Un domingo en que su familia se había ido de pícnic a un contenedor azul y a ella la habían dejado castigada en casa, le atrapó el inconfundible olor de un cuento de Isaac Asimov. Y es que allí estaba, tentadora y sin vigilancia, la selección de relatos que tenía vetada. Pero en esos momentos Lepisma estaba sola, y al fin y al cabo lo que iba a hacer no contravenía ninguna de las tres leyes de la robótica, ¿verdad? Así que, con una mezcla de delectación y sentimiento de culpa, se comió las vocales de El hombre bicentenario. Cuando su familia regresó, nadie se dio cuenta del delito, así que, de madrugada y sin que nadie se percatara, se comió lo que quedaba del cuento titulado ahora l hmbr bcntnr: las consonantes.

Envalentonada, al día siguiente fingió estar enferma para quedarse sola y devoró la mitad de Pesadilla a 20.000 pies, de Richard Matheson; el resto cayó al día siguiente, en un descuido de sus padres.
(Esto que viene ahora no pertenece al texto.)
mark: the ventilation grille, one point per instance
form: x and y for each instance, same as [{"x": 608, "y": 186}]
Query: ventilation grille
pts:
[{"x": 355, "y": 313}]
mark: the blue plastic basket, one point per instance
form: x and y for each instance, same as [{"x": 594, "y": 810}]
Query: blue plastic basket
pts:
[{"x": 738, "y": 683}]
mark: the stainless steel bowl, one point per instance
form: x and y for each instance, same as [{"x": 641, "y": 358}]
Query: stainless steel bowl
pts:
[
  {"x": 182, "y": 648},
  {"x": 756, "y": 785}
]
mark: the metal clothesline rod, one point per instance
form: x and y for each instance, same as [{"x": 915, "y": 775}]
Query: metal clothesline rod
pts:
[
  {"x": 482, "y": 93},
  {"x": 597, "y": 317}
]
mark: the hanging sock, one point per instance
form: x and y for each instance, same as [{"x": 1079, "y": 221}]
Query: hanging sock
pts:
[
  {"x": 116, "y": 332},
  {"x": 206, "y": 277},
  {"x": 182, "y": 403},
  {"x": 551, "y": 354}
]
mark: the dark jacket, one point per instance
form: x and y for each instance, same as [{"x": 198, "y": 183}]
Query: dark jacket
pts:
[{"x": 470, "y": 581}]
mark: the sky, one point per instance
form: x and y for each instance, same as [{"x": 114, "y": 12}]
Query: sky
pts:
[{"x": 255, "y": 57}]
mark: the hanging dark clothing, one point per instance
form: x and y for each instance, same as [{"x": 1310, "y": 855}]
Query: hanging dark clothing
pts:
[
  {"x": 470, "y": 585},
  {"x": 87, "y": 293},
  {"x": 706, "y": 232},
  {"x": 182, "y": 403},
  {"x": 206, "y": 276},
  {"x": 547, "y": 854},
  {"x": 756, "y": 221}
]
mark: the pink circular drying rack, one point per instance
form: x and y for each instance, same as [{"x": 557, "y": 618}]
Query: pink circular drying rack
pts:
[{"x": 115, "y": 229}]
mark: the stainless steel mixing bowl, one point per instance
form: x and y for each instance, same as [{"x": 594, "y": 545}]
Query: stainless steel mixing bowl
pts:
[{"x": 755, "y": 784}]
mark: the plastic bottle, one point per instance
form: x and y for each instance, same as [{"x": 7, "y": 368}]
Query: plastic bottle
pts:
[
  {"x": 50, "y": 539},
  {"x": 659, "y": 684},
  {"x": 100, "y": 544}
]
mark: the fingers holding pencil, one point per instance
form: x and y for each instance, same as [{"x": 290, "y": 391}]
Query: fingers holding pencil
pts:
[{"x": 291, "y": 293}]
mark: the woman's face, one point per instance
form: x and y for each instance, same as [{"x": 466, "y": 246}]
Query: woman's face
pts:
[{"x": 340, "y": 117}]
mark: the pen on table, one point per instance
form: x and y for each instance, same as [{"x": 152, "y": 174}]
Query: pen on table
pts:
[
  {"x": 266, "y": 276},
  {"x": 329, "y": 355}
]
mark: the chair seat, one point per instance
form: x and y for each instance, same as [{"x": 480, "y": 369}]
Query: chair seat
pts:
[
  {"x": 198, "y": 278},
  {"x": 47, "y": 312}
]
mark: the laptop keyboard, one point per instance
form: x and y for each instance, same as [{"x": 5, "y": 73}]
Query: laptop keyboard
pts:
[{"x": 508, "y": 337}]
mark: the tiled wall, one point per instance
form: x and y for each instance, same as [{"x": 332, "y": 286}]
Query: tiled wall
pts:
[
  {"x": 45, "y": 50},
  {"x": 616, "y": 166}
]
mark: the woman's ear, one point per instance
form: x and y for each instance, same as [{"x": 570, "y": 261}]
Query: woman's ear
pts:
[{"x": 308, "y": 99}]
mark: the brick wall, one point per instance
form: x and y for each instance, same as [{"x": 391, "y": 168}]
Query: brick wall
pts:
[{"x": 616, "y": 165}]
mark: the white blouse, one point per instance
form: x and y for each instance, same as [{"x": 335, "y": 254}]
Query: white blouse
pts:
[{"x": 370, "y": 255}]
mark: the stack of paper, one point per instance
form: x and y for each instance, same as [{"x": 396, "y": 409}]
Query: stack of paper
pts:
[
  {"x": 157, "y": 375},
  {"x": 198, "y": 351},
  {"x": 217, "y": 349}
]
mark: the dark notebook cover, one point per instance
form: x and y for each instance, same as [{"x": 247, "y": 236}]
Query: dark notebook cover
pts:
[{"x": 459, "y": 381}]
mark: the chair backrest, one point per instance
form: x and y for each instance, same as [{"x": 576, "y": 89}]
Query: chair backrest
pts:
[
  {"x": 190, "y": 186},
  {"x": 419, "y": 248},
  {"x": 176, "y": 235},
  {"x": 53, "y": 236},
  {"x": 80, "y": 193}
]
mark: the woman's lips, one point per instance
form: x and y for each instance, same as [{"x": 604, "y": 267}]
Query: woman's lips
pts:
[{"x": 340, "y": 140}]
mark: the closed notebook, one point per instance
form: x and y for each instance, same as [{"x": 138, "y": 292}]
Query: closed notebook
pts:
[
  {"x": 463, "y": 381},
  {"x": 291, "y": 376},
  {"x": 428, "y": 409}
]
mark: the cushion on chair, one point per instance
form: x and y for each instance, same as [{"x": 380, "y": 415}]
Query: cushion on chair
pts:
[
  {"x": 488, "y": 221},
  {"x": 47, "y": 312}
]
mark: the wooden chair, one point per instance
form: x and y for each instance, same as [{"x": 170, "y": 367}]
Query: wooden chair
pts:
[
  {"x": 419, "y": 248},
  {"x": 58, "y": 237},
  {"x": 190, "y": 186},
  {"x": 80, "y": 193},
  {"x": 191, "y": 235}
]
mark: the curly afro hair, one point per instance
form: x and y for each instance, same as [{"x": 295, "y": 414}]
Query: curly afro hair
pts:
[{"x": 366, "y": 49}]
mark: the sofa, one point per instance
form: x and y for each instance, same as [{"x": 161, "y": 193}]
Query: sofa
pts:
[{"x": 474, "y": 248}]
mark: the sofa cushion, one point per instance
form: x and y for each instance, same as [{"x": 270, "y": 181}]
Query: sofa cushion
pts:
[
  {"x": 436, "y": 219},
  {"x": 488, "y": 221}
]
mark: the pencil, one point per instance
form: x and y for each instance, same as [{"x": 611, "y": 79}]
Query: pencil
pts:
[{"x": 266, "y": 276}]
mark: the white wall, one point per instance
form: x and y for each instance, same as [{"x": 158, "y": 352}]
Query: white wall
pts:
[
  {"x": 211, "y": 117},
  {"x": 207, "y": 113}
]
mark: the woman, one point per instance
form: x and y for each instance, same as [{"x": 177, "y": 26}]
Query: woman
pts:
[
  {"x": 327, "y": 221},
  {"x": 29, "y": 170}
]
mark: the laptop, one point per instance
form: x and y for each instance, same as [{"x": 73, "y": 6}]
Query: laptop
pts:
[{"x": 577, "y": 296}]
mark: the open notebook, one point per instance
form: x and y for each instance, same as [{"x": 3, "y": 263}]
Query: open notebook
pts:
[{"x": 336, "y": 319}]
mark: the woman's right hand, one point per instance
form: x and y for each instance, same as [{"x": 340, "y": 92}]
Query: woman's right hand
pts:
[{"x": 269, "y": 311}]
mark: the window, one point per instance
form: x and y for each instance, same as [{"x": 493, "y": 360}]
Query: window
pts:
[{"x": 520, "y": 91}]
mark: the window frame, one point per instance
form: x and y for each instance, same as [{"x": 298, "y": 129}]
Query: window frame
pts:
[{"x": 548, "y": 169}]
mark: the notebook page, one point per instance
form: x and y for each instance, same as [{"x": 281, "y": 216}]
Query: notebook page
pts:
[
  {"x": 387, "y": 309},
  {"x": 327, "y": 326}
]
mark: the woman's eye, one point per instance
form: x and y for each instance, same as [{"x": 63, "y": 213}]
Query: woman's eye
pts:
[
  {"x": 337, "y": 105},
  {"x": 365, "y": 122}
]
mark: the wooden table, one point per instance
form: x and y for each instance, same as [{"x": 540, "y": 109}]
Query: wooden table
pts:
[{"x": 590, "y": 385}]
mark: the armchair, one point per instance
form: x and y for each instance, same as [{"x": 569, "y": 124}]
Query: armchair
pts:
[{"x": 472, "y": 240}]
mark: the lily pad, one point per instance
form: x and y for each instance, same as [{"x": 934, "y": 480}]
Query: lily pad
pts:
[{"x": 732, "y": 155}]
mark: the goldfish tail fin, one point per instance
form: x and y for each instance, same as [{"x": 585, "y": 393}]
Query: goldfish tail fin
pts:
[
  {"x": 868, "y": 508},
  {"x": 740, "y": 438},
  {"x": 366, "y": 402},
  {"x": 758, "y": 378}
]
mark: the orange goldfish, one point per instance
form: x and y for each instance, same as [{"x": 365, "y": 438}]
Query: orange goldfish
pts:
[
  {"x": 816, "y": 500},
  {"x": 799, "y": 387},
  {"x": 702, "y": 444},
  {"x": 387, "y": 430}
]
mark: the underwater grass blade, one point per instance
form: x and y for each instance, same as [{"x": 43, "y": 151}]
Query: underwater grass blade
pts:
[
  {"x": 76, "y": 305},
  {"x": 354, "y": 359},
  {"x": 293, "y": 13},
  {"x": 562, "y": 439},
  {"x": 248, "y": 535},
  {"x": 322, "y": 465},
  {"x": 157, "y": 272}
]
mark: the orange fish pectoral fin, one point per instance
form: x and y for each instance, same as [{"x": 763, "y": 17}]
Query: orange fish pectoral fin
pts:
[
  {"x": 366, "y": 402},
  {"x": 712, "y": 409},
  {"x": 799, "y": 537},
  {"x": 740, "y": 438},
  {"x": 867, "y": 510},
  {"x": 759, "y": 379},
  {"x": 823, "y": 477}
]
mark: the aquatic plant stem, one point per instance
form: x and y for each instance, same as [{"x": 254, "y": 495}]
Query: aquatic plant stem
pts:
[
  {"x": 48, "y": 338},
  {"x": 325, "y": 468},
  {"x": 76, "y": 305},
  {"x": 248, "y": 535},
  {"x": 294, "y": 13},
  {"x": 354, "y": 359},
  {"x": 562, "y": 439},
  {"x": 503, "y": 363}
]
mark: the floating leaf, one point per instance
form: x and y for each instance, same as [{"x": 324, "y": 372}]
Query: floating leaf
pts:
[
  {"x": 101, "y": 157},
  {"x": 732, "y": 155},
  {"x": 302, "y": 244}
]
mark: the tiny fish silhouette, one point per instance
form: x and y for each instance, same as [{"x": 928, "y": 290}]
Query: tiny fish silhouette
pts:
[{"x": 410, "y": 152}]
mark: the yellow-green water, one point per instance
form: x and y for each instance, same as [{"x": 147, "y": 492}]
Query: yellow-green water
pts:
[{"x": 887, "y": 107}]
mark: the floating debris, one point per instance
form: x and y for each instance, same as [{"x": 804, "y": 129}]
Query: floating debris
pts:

La desaparición de las dos historias aún era imperceptible a simple vista, así que, de madrugada, hizo una excursión furtiva y se comió dos narraciones más. Aquello empezaba a notarse, pero colocó el libro de tal manera que a primera vista parecía que nada había pasado. La falta quedaría al descubierto si alguien cogía el volumen, pero eso sólo ocurriría si llegaban invitados, y nada hacía presagiar que eso fuera a ocurrir en un futuro próximo. Procuró reformarse y aguantar la tentación, pero esa antología estaba tan deliciosa que cuatro días días más tarde no pudo más y se comió un cuento de H. G. Wells. Aquello ya no podía disimularse, su delito iba a descubrirse sí o sí, así que, de perdidos al río, se comió lo que quedaba de la recopilación de una sentada.

Yo sonreí, porque esa misma táctica, la de empezar haciendo cosas poco a poco y, viendo que no había consecuencias, continuar impunemente hasta que ya todo daba igual, era la misma que usaba yo con el surtido Cuétara que mis padres guardaban en la alacena, y la misma que usan los gobiernos para recortarnos derechos y servicios públicos que tanto había costado conseguir.

El dolor de vientre continuaba y llamé para pedir hora con mi médico de cabecera: tengo cita para dentro de veinte días.